"If you are seeking to invest in a franchise business which is already operating, rather than a brand new start up franchise opportunity, there a few further consideration involved. The existing franchisee will be selling his business to you for an agreed price (market value) in the same way as if you were buying another business, which was not run as a franchise. The franchisor will have to consent to the sale and you will have to meet the franchisor's criteria in terms of personal profile, background, financial support etc. in exactly the same way as if you were looking to invest in a new franchisee and going through the recruitment process. You will also be required to undergo training a various fees will be payable to the franchisor (usually by the outgoing franchisee but recouped within the sale price to you).

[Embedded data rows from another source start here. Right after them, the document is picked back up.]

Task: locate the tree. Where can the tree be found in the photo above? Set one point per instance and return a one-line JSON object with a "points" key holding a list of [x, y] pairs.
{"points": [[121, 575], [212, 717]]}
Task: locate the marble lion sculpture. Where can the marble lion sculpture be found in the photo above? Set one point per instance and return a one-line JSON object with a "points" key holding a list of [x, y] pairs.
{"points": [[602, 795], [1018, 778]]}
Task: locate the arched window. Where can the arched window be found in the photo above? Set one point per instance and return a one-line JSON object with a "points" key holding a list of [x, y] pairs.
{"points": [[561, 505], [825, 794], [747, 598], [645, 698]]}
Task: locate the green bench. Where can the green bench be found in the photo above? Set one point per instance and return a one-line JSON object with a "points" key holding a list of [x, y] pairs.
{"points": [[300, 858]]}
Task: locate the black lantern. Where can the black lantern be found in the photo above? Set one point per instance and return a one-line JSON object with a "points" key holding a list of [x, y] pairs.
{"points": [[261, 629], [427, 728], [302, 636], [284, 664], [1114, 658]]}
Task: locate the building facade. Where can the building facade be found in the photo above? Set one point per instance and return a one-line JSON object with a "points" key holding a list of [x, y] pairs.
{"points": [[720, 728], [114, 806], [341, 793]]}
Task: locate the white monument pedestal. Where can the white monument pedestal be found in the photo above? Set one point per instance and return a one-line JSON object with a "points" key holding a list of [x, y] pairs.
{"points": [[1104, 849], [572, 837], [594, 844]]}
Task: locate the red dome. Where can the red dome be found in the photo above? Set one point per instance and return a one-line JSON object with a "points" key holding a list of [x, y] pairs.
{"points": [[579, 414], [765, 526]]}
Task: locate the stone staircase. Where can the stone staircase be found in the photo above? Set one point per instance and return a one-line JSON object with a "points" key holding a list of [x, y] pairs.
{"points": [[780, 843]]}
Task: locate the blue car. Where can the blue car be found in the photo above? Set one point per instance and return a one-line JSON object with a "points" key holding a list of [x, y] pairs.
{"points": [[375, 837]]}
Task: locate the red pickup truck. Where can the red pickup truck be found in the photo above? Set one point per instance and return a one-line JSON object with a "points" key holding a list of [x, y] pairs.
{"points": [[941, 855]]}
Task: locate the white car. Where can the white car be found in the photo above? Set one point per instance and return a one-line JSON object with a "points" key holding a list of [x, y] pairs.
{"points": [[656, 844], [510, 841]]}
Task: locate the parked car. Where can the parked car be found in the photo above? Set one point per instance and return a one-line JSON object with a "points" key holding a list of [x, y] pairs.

If the franchisor does approve the sale to you, you will be required to enter into a new franchise agreement on the then current format used by the franchisor. This may be different from the format signed by the franchisee selling the business and will need to be reviewed by a solicitor specialising in franchising (a BFA affiliate). You should check that the term of the agreement, or the remainder of the term which you are taking over, is sufficient for you to make a return on your investment.
A further document will be signed - the business transfer agreement- which will transfer the assets of the franchisee's business to you. This will include stock, equipment etc. and staff will automatically transfer to your employment upon transfer. There may also be an assignment of the lease of any premises. These documents, unlike the franchise agreement, which will be a standard document, will be negotiated between the respective solicitors and you should ensure that you are given sufficient warranties and indemnities by the former owner in relation to the activities of the business prior to sale.